In consumer2, add other processing:

# Face detection
face_cascade = cv2.CascadeClassifier(
    cv2.data.haarcascades + 'haarcascade_frontalface_default.xml'
)

while True:
    frame = self.receive_frame()
    if frame is None:
        break
    
    gray = cv2.cvtColor(frame, cv2.COLOR_BGR2GRAY)
    faces = face_cascade.detectMultiScale(gray, 1.1, 4)
    
    for (x, y, w, h) in faces:
        cv2.rectangle(frame, (x, y), (x+w, y+h), (255, 0, 0), 2)
    
    cv2.imshow('Face Detection', frame)
    if cv2.waitKey(1) & 0xFF == ord('q'):
        break

Performance Notes

  • Each consumer receives the entire frame stream independently
  • No frame dropping between producer and consumers
  • Processing speed in one consumer does not affect others
  • Network overhead is minimal (all connections are local)
  • Frame rate is limited by producer capture rate (default: 30 FPS)

Memory Usage:

  • Producer: ~50-100 MB (depending on resolution)
  • Each Consumer: ~50-100 MB (independent)
  • Streamlit App: ~100-150 MB

Troubleshooting

"Cannot open webcam" error

  • Ensure your webcam is connected and not in use by another application
  • On macOS, grant permission: System Preferences → Security & Privacy → Camera
  • Try changing the camera index: cv2.VideoCapture(1) or cv2.VideoCapture(2)

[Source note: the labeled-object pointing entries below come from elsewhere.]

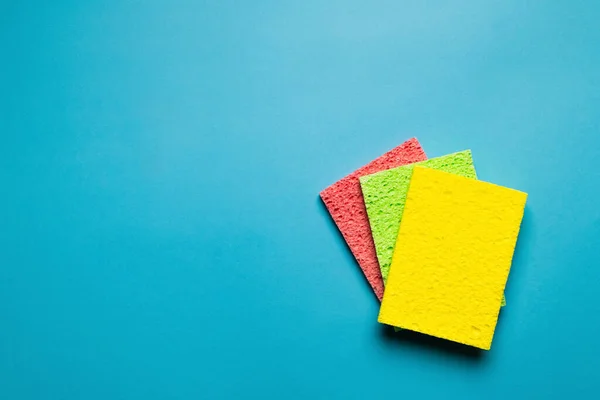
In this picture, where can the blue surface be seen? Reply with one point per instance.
(161, 235)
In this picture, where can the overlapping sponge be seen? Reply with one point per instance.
(385, 196)
(344, 201)
(457, 240)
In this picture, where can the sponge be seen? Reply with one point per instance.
(385, 195)
(344, 201)
(458, 237)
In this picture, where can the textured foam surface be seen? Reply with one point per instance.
(385, 195)
(458, 237)
(344, 201)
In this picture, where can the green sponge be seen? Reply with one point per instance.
(385, 194)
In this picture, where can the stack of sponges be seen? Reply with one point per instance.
(435, 243)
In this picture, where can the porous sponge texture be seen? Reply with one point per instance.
(458, 237)
(344, 201)
(385, 196)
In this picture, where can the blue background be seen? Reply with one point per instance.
(160, 228)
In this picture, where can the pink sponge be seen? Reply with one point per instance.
(344, 201)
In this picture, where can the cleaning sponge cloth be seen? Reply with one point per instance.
(458, 237)
(385, 195)
(344, 201)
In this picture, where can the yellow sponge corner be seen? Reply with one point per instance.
(457, 242)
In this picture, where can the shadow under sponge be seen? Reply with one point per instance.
(458, 238)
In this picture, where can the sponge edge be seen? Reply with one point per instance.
(344, 201)
(385, 195)
(458, 237)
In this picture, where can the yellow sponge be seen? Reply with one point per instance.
(457, 240)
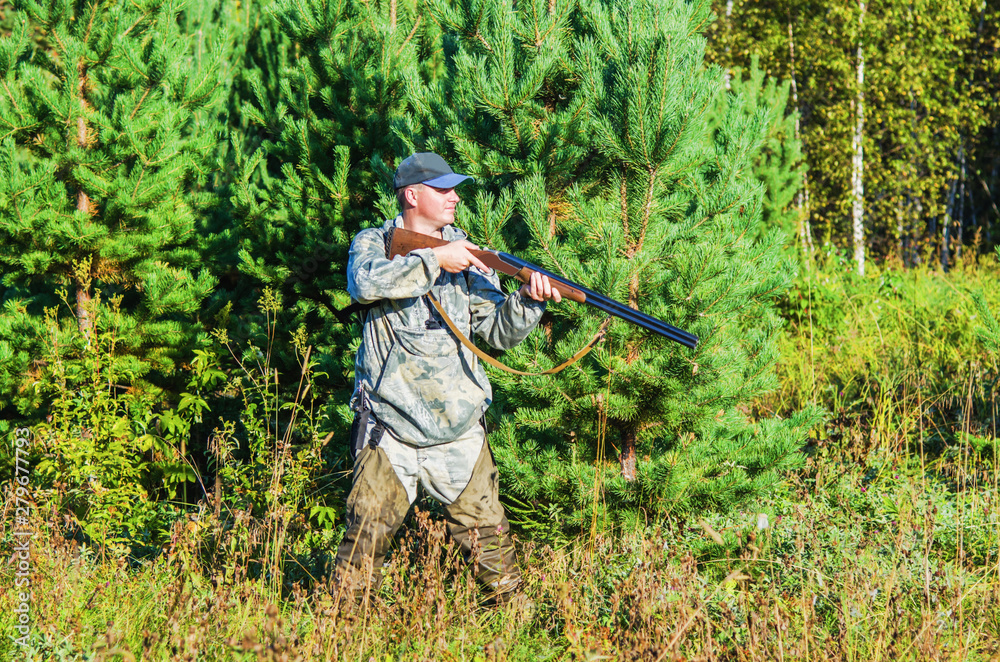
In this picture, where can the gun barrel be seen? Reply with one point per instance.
(613, 307)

"Connection refused" error

  • Make sure producer.py is running first
  • Check that the correct ports are being used
  • Verify localhost is not blocked by firewall

"Failed to receive frame" or disconnections

  • Network might be unstable; try increasing buffer sizes
  • Check system resources (CPU/memory)
  • Reduce frame rate: FRAME_RATE = 15

Low FPS

  • Reduce image resolution in producer
  • Close other applications
  • Use hardware acceleration if available

Advanced Usage

Running on Different Machines

To stream across a network:

In producer.py:

HOST = '192.168.1.100'  # Your machine's IP

In consumer files:

HOST = '192.168.1.100'  # Server's IP

Running More Than 2 Consumers

Add more ports in producer.py:

PORTS = {
    'producer': 9999,
    'consumer1': 10000,
    'consumer2': 10001,
    'consumer3': 10002,
    'consumer4': 10003,
}

Then create consumer3.py, consumer4.py, etc., using the corresponding ports.

Recording Streams

Add recording functionality to any consumer:

fourcc = cv2.VideoWriter_fourcc(*'mp4v')
out = cv2.VideoWriter('output.mp4', fourcc, 30.0, (640, 480))

while True:
    frame = self.receive_frame()
    if frame is None:
        break
    out.write(frame)

out.release()

Limitations

  • All connections are local (localhost) by default
  • Frame rate capped at capture rate
  • No buffering between producer and consumer (dropped frames on slow consumers)
  • JPEG compression may introduce artifacts; use lossless codecs for critical applications

Future Improvements

  • Add UDP streaming for lower latency
  • Implement frame dropping/skipping for slow consumers
  • Support for multiple cameras
  • Frame compression options (H.264, VP9)
  • Distributed processing across multiple machines
  • WebRTC support for browser-based streaming

License

This project is provided as-is for educational and research purposes.

Support

For issues or questions:

  1. Check the Troubleshooting section
  2. Review terminal output for error messages
  3. Ensure all dependencies are installed correctly
  4. Verify webcam permissions on macOS

Contact

Feel free to modify and extend this system for your needs!